Impact Numbers
Two data sources are starting to paint a picture of Maia's early impact on entrepreneurs.
ILO Colombia Study: Behavior Change in Coffee Country
The International Labour Organization conducted an independent pre-post survey of coffee farmers in Colombia's Huila region—a baseline and follow-up two months later. The results were:
Business practices:
- Farmers keeping financial records: 56% → 78%
- Formalized businesses: 2% → 17%
- 55% of users reported directly implementing changes based on MAIA interactions
Agricultural practices:
- Harvesting only mature beans: 80% → 85%
- Minimizing waste/residues: 72% → 87%
- Proper fertilizer application: 88% → 91%
- Using climate-appropriate seeds: 83% → 87%
The formalization jump—from 2% to 17%—is particularly notable. Formalization is notoriously hard to move. One farmer shared: "MAIA helped me formalize my coffee brand and create the company with all the legal requirements."
What users valued most was having expert guidance available on demand. As one producer put it: "It's like having the agronomist right there on your phone." Another noted: "I used to mix fertilizers and composts together. Now I learned there are products that shouldn't be combined—MAIA explained that to me."
Peru User Surveys: Self-Reported ROI
Separately, we recently began surveying MAIA users in Peru and Panama at months 2 and 3 about changes in their business finances. The questions are simple: have your costs gone down due to Maia? Have your sales gone up due to Maia? Users choose between no change, up to S/150/month (~10% of average MSME profits), or more than S/150/month.

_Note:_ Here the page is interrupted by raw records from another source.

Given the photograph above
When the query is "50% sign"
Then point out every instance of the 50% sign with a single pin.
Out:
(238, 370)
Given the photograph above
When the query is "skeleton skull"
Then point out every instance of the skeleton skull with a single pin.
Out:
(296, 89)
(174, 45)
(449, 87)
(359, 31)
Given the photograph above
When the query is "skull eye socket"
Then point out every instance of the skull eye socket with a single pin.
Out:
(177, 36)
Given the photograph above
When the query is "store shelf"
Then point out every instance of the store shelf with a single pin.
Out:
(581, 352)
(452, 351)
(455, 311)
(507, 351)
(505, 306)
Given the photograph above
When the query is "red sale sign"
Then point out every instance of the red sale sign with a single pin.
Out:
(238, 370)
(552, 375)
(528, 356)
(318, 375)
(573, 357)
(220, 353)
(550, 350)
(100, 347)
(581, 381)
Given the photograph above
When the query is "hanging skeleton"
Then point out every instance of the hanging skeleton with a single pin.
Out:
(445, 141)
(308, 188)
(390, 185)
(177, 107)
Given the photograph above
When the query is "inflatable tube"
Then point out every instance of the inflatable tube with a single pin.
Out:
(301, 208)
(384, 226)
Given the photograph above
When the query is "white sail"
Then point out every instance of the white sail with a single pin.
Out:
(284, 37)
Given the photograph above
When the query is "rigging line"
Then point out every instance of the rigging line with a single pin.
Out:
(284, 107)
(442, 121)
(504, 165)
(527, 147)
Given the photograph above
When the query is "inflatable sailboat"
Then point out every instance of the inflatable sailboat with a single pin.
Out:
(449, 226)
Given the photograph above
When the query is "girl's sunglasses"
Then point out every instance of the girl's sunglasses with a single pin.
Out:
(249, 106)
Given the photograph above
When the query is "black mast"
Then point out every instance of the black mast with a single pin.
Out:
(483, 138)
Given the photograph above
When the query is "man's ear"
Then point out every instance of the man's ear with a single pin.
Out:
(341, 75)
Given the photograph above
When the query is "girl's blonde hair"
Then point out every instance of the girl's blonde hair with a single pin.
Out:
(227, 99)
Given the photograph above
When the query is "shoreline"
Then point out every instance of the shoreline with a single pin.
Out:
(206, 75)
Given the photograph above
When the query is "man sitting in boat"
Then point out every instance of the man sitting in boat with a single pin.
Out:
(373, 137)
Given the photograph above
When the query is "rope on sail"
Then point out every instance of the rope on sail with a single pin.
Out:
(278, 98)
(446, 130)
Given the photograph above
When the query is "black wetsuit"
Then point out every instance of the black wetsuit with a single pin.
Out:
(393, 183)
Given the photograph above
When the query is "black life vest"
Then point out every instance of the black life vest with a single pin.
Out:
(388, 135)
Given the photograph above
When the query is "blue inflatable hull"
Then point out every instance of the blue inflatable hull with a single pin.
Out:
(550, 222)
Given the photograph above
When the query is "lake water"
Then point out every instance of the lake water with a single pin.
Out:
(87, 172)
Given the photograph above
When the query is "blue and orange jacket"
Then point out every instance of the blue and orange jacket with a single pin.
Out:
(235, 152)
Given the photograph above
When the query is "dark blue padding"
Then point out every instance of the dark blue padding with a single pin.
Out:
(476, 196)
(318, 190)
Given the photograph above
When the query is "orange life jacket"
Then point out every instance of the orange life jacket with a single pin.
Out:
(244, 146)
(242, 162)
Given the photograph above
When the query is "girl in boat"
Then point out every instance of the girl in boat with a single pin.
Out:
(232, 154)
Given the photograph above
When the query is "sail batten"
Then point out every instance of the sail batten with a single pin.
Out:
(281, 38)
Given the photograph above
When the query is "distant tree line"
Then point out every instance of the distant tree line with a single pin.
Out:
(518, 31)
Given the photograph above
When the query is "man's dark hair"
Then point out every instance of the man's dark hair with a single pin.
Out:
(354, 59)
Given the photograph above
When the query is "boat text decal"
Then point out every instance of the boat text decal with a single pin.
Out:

From the first 165 responses: Cost Reduction (Month 2): 44% reported lower costs, Sales Increase (Month 3): 58% reported higher sales.
These numbers are a floor. At months 2-3, MAIA's coaching relationship is just beginning. User profiles are still taking shape, and most haven't
completed full coaching cycles. The progression from 44% (month 2) to 58% (month 3) illustrates momentum building over time. But still just using these early results, the average user reports S/47/month in cost savings and S/60/month in sales gains (at the bin midpoints). At a ballpark program cost of $1/user/month, that's a 12-17x ROI.
According to https://voxdev.org/voxdevlit/training-entrepreneurs, standard entrepreneurship training programs (typically 5-7 days in a classroom at ~$177/participant) produce around 5% sales gains and 10% profit improvement. The most effective "personal initiative" programs cost ~$750/participant and achieve 30% profit gains over two years. MAIA is showing comparable behavior change at a fraction of the cost: $12/year versus $177-750 for traditional training—and delivered continuously rather than as a one-time event, meaning its impact should rise over time while the impact of one-time training fades.
What We're Learning
The ILO study surfaced an important insight: "MAIA facilitates progressive adoption of digital technologies in rural areas, especially when combined with technical support and contextualized content." Users valued personalized, locally-relevant guidance. This is what enabled adoption of an advanced AI tool by users with very low tech comfort.
These are early numbers. The surveys are self-reported, sample sizes are modest, and respondents still in the first months of the coaching relationship. But the direction is clear: users are changing behavior, and they're attributing it to MAIA.
We'll keep measuring and sharing what we learn.